How big is big data?
To understand the level of scale that we are building for. It’s easiest to start with where we are today. A typical day of data processing needs to ingest and process hundreds to thousands of terabytes to provide deep user-level analytics.
Data Scanned in Terabytes / Day
Here’s a snapshot of our Trino cluster during one of our peak times:
Live metrics from our Trino coordinator
As you can see, our cluster needs to scale up to handle 2.74 billion rows / second and transfer 115 gigabytes / second. Some queries are so massive that at times, the peak reserved memory tops 4.5 terabytes (across the whole cluster) and 2.5 petabytes cumulatively (across the query stages).
The following is some example stats from one of our user-level reporting queries.
P is for Petabyte
We strive for data democratization
At AdLibertas, we aim to provide more than just a “data warehouse/lake/cloud,” we wanted to give business users the ability to think in new ways about how to measure success in their app. Take an example a customer asked us “how valuable is a user who completes a tutorial in my app?”
To answer this, typical data cloud services would require the upfront cost of hiring and managing a data team –which comes with its own headaches. Data teams would then be tasked with building and operating various data pipelines which can take months or years.
Most organizations have hypotheses about what they should do to their app. Each hypothesis typically requires a data engineer (maybe a few) to provide the data pipeline to test the hypothesis. Each of these pipelines is essentially a new project and may have their own unique headaches and challenges.
Our goal is to enable the business user to answer these questions themselves, without needing a dedicated team.
We aim to enable everyone in the organization to get accessible, actionable insights into user behavior and performance.
AdLibertas Big Data (User-level) Architecture
Our architecture has needed to change and grow as we learned more about what data our customers care about.

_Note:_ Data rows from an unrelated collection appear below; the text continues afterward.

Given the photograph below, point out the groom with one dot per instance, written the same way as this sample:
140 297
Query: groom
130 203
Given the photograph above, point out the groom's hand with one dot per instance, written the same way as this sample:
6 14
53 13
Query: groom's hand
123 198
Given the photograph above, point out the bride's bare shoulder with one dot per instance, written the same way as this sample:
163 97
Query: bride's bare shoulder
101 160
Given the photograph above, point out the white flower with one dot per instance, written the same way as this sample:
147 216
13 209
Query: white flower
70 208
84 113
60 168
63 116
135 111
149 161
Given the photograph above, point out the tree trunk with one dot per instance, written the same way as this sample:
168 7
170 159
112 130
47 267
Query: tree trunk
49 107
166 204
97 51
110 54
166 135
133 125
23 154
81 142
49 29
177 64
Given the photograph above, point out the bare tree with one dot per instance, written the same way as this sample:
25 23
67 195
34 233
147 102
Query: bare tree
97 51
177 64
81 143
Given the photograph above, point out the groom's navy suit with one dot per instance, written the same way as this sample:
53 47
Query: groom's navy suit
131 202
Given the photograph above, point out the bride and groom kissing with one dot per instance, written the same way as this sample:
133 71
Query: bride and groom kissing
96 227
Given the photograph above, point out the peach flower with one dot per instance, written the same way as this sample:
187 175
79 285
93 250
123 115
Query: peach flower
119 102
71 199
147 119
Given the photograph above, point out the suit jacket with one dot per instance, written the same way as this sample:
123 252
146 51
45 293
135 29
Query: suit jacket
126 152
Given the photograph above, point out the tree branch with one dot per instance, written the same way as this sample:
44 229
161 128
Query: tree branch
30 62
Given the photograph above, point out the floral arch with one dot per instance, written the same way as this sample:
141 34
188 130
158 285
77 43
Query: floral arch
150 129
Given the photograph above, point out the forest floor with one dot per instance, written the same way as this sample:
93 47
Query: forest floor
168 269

It started with simple reporting “what is happening” and has grown to measuring behavioral performance “what is the predicted dollar impact to customer action?” To accomplish this, we needed data to be collected and unified at the user-level.
As you can imagine, user behavioral performance is not an easy thing to measure. First, you have to have a reliable method of collecting each data point (events such as install, purchase, engagement, impression, etc.). Next, you need a method of moving and transforming that data to fit your requirements and goals. Lastly, you need to make accessible and be sure it works day in and day out at increasing levels of scale.
A Trial with AWS Athena
Initially, we started with AWS Athena. Athena was a light introduction into how to start thinking about big data. Athena ended up not being cost effective for our user level analytics. Athena charges based on the data scanned ($5/TB) which means medium-sized daily cost would add up to millions of dollars a year (500 TB * $5 * 365 days = $912,500)!
AWS Athena allowed us to move quickly and decide on an architecture that would scale to meet our customer’s demands. But, we quickly hit the ceiling on feasibility. That said, we still use it today for some of our smaller ETL jobs.
Trino on K8S
Fast forward to today, we now provision our Trino clusters using Kubernetes on AWS Elastic Kubernetes Service (EKS). The relative ease that we are able to start and stop our massive cluster (each worker has 64 vCPU, 512 RAM, and 2 x 1.9TB SSDs attached) is a testimony for AWS being one of the top tier cloud providers. We regularly max-out spot capacity for an availability zone but due to the nature of our Kubernetes configuration, it is quite easy to deploy to new availability zones.
Trino + AdLibertas
In the future, I hope to shine some more light on how we set up and run an effective Trino cluster but suffice to say, if you are going to include big data in your business, Trino is a great choice. It’s cost-effective (provided you know what you’re doing), flexible in what it can do with data, and it’s free and open-source (FOSS should be reason enough 😊). Trino has become a pivotal part of our business so much so that I’ve become a contributor to the repository!